Jeremy Saulnier’s previous film, the low budget revenge drama Blue Ruin, ticked enough boxes to make him a director to watch. Green Room is a rock-horror vehicle that cranks everything up to eleven, and features the kind of visceral carnage that’s not for the faint-hearted or the weak-stomached.

Third division rock band the This Ain’t Rights are gigging their way around the Pacific North West of America, getting from place to place by siphoning petrol from other vehicles and playing the kind of dives that bring them around six dollars a piece. After a particularly bad night, an embarrassed promoter fixes them up with a gig at his cousin’s place and warns them that the audience will be ‘an unusual crowd’ – by which he means that they are a bunch of shave-headed, Neo Nazi supremacists led by Darcy (Patrick Stewart in an uncharacteristically nasty role, featuring an occasionally wonky American accent).

After an unpromising start, (the band kick off the gig with the Dead Kennedy’s classic – the one that dismisses Nazis in an fairly uncompromising manner) but after that, the band go down quite well and they are just congratulating themselves on being paid a decent fee for a change when they discover the body of a young woman with a knife.
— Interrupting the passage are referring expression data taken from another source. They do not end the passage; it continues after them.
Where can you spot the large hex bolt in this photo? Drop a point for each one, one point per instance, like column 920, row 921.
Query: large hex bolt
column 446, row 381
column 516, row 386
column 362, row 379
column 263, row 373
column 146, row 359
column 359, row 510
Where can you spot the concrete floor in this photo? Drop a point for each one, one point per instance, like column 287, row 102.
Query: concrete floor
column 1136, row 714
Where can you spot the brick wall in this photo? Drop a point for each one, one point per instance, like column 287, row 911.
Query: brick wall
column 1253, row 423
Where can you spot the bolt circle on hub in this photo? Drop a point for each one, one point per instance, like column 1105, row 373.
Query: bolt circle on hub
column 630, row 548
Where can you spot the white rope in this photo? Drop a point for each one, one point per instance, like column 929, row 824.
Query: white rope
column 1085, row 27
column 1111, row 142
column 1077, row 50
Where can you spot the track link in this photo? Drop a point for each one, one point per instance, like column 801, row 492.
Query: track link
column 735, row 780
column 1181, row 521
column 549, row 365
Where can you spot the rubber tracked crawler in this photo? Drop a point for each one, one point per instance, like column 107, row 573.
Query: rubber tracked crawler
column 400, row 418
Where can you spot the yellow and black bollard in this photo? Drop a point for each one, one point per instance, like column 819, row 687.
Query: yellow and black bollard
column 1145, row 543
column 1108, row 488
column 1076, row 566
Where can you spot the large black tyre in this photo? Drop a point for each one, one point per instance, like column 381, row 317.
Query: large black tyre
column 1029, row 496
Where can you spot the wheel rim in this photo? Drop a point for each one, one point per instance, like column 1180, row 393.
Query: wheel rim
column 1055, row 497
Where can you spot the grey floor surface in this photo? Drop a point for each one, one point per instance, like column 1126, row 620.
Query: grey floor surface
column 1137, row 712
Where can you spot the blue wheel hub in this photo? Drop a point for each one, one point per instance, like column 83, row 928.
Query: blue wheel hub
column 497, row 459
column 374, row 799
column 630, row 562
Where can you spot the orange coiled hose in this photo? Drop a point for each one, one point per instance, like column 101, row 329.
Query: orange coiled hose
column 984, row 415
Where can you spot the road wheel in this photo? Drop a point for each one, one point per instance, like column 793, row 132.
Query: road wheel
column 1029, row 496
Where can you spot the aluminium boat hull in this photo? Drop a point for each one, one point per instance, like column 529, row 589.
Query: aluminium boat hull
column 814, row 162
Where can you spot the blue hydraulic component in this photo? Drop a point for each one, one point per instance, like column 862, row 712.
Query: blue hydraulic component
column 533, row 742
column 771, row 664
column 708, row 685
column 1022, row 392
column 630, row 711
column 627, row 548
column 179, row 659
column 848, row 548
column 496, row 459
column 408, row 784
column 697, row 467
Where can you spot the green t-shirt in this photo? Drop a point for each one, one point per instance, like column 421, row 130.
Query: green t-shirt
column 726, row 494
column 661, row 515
Unfortunately for her, it’s stuck in the side of her head. What’s more, the management seem very reluctant to let the band leave and before they know it, they find themselves holed up in the titular green room, wondering if they are going to escape with their lives.

In tone, the film is closer to some of the body shock films of the 70s – as individuals are hacked, bludgeoned and shotgunned to death, the tension begins to wrack up to almost unbearable levels. Anton Yelchin as bassist Pat is the nearest we get to a lead role here and Imogen Poots puts in a decent turn as Amber, a girl who is unlucky enough to have both the haircut from hell, and the misfortune to be in the wrong place at the wrong time. Saulnier’s muse, Macon Blair, has a small but interesting role as Darcy’s right hand man.

Everything builds to a ferocious crescendo, and it’s clear fairly early into the proceedings that  this isn’t going to be everyone’s cup of haemoglobin. As a former band member myself, it recalled some of the worst gigs I ever played at, but thankfully, things never got quite as bad as they do here.

Watch this only if you can tolerate scenes of excessive violence. Things get very bloody.